- Architecte de la « Renaulution », Luca de Meo a redressé Renault en modernisant sa gamme et en relançant l’électrique.
- Il pourrait désormais prendre la direction générale du groupe de luxe Kering, en pleine réorganisation stratégique.
Après cinq années marquées par une transformation en profondeur de Renault, Luca de Meo quittera son poste de directeur général le 15 juillet prochain. Salué pour avoir restauré la rentabilité du constructeur et repositionné la marque sur l’électrique, il est désormais pressenti pour rejoindre Kering, propriétaire de Gucci et Yves Saint Laurent, à un moment clé pour le groupe de luxe.
Le constructeur automobile français l’a annoncé dans un communiqué diffusé ce dimanche 15 juin. Le dirigeant italien, arrivé en 2020 en pleine tempête post-Ghosn, laissera sa place le 15 juillet prochain.
Une page se tourne pour Renault, qui perd l’homme de la « Renaulution », ce plan de redressement ambitieux ayant permis au groupe de retrouver le chemin de la rentabilité.
Le visage du renouveau de Renault
Quand Luca de Meo prend les commandes de Renault début 2020, l’entreprise est fragilisée par des années d’instabilité, plombée par le scandale Carlos Ghosn et une industrie automobile en pleine mutation. En quelques mois, le nouveau patron engage un repositionnement stratégique majeur.
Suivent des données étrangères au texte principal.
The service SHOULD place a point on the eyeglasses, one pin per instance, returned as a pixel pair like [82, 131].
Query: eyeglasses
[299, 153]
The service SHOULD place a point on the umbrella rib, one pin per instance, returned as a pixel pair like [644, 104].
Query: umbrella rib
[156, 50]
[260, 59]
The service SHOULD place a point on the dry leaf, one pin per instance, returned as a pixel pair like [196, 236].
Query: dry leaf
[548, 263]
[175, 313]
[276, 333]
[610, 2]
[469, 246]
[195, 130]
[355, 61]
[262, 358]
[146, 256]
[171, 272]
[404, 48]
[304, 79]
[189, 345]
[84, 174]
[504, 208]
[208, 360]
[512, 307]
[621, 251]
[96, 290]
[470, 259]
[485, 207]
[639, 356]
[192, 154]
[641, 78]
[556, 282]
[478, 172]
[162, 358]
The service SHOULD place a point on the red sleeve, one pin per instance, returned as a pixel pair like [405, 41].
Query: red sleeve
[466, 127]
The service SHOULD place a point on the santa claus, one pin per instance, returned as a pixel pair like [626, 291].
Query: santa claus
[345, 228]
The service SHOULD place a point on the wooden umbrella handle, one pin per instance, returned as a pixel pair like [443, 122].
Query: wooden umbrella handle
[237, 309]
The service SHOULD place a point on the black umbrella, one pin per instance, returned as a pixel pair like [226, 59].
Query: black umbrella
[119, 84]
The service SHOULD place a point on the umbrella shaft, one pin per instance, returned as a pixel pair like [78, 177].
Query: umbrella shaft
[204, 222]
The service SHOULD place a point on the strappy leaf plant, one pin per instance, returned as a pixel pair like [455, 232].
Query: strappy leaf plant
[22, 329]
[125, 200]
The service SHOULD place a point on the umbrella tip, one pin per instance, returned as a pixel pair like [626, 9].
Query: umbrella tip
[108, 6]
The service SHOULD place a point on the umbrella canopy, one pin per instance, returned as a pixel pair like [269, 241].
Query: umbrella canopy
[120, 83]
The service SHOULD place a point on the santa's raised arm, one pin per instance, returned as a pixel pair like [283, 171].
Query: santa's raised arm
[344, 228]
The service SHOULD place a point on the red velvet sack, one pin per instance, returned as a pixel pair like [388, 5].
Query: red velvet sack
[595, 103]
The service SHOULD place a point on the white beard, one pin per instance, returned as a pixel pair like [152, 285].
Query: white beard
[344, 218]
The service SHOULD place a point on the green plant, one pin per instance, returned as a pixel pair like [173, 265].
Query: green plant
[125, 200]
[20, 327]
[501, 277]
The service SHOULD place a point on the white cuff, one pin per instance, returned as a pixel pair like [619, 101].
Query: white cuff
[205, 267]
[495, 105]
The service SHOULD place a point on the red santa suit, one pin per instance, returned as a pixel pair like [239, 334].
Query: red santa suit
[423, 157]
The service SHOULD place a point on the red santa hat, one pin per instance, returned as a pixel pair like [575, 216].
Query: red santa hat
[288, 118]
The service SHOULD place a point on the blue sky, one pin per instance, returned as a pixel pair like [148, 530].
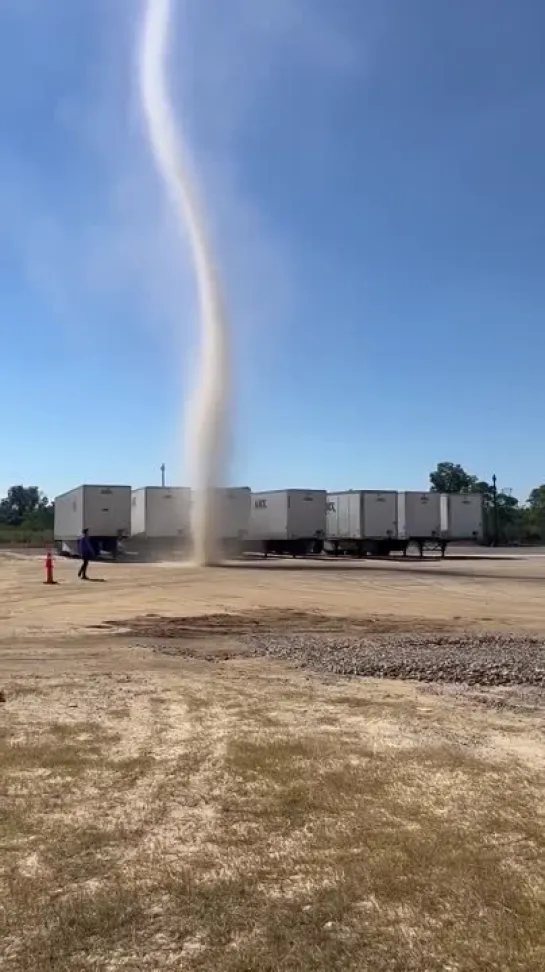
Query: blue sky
[373, 172]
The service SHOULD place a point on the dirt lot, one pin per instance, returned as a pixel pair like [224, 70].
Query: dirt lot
[170, 799]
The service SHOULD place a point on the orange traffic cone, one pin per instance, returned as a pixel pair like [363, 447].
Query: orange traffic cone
[49, 568]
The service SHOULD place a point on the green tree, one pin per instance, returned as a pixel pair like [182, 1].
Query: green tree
[25, 503]
[450, 477]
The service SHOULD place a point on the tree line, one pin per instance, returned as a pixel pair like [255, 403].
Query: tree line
[507, 520]
[26, 509]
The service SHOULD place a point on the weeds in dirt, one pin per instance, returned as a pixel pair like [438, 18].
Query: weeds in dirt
[250, 846]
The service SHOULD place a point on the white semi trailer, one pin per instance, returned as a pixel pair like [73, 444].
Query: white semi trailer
[105, 511]
[161, 516]
[462, 517]
[288, 521]
[362, 522]
[419, 521]
[233, 517]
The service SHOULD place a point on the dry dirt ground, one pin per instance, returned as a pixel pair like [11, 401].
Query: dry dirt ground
[201, 808]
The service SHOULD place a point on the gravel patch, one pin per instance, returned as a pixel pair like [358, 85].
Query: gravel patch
[470, 659]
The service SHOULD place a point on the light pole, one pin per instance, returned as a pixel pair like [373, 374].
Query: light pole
[495, 508]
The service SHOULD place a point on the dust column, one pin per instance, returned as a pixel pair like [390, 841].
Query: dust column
[207, 417]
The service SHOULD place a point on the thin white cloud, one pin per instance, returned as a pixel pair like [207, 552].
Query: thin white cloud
[124, 244]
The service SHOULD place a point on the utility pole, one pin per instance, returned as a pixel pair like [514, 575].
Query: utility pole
[495, 508]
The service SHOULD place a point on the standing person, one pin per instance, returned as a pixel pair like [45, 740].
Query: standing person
[86, 553]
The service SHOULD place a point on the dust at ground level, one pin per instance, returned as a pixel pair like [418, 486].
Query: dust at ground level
[175, 798]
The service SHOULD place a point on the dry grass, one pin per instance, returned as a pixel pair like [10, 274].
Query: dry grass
[266, 824]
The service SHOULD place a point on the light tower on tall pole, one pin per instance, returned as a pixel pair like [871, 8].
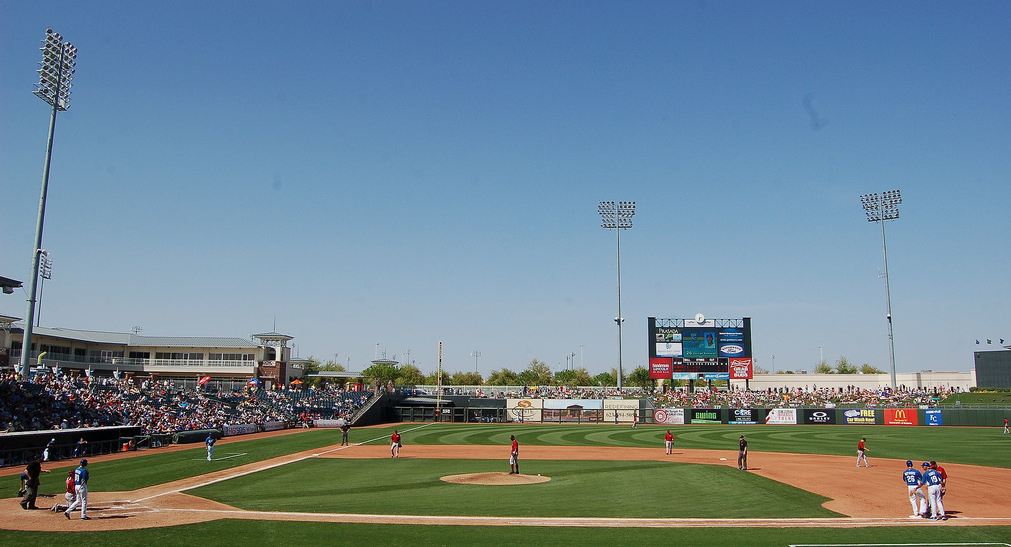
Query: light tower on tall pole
[618, 216]
[55, 76]
[881, 207]
[44, 273]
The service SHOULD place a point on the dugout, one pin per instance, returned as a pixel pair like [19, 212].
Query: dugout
[21, 447]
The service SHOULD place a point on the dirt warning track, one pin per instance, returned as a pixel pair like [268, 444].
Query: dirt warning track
[869, 496]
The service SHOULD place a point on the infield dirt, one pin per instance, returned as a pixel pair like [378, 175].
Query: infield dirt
[869, 496]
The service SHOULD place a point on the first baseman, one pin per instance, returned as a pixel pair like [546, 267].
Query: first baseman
[933, 481]
[861, 452]
[81, 491]
[209, 441]
[914, 480]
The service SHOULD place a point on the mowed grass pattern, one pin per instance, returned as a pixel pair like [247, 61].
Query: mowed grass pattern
[980, 446]
[289, 534]
[576, 488]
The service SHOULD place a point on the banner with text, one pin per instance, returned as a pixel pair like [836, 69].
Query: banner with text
[669, 416]
[901, 417]
[660, 368]
[782, 416]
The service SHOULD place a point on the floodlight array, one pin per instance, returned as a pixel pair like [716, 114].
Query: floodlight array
[883, 206]
[56, 72]
[616, 214]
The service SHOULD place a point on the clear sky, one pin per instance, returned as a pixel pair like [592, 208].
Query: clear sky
[400, 173]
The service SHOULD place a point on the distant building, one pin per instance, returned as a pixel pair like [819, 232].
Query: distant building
[266, 357]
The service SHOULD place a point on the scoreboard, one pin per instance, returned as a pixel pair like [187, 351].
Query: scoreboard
[700, 348]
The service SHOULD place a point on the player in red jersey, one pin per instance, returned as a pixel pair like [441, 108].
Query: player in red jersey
[514, 456]
[394, 445]
[861, 453]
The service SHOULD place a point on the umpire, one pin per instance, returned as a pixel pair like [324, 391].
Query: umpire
[33, 469]
[742, 454]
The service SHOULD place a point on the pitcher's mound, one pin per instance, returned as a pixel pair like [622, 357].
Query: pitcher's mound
[494, 479]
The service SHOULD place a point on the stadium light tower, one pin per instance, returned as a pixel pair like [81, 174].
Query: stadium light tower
[618, 216]
[881, 207]
[55, 76]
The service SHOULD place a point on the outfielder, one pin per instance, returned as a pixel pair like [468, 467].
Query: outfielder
[81, 491]
[914, 480]
[394, 445]
[861, 453]
[514, 456]
[933, 481]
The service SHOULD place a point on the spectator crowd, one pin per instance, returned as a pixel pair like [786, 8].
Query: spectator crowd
[66, 400]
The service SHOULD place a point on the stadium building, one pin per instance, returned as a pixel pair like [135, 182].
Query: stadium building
[266, 356]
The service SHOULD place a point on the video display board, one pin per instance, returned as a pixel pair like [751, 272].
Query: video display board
[702, 349]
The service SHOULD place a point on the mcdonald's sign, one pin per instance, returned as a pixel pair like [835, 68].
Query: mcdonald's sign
[901, 417]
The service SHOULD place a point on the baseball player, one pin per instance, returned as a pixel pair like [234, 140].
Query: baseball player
[939, 469]
[71, 492]
[209, 441]
[933, 480]
[861, 452]
[394, 445]
[914, 481]
[514, 456]
[742, 454]
[80, 491]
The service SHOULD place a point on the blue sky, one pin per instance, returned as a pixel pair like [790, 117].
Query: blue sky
[400, 173]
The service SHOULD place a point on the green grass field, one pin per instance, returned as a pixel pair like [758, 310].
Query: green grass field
[577, 488]
[624, 488]
[297, 534]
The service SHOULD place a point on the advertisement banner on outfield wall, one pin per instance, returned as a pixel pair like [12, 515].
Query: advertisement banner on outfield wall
[745, 416]
[524, 409]
[621, 408]
[933, 417]
[819, 416]
[780, 417]
[240, 429]
[706, 416]
[901, 417]
[669, 417]
[858, 417]
[660, 368]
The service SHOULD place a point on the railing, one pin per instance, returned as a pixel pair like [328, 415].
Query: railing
[76, 361]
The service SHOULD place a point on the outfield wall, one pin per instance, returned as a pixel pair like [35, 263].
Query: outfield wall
[622, 412]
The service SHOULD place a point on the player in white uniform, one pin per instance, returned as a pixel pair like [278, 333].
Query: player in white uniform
[81, 484]
[933, 481]
[914, 481]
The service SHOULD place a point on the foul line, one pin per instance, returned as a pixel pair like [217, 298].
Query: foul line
[270, 466]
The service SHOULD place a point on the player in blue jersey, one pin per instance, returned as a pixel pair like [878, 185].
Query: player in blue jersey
[209, 441]
[81, 485]
[914, 479]
[933, 481]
Son plan, baptisé « Renaulution », se structure autour de deux axes : la relance des modèles phares de la marque – comme les Renault 4 et 5, revisités en version électrique – et une discipline rigoureuse sur les coûts. En 2024, Renault affiche une rentabilité record. L’entreprise a résisté dans un marché atone, et sa gamme électrifiée séduit de nouveau.
« Sous son leadership, notre entreprise a retrouvé une base saine, une belle gamme de produits, et a renoué avec la croissance », souligne Jean-Dominique Senard, président du conseil d’administration, dans le communiqué.
Une succession déjà amorcée
Le départ de Luca de Meo s’inscrit dans un contexte de transition plus large au sein de l’alliance Renault-Nissan. Mi-avril, Jean-Dominique Senard annonçait lui aussi son retrait. Le conseil d’administration a d’ores et déjà lancé le processus de désignation du futur directeur général, conformément au plan de succession prévu.
En attendant, la gouvernance se veut rassurante : l’équipe actuelle est jugée suffisamment solide pour « poursuivre et accélérer » la transformation engagée par le groupe.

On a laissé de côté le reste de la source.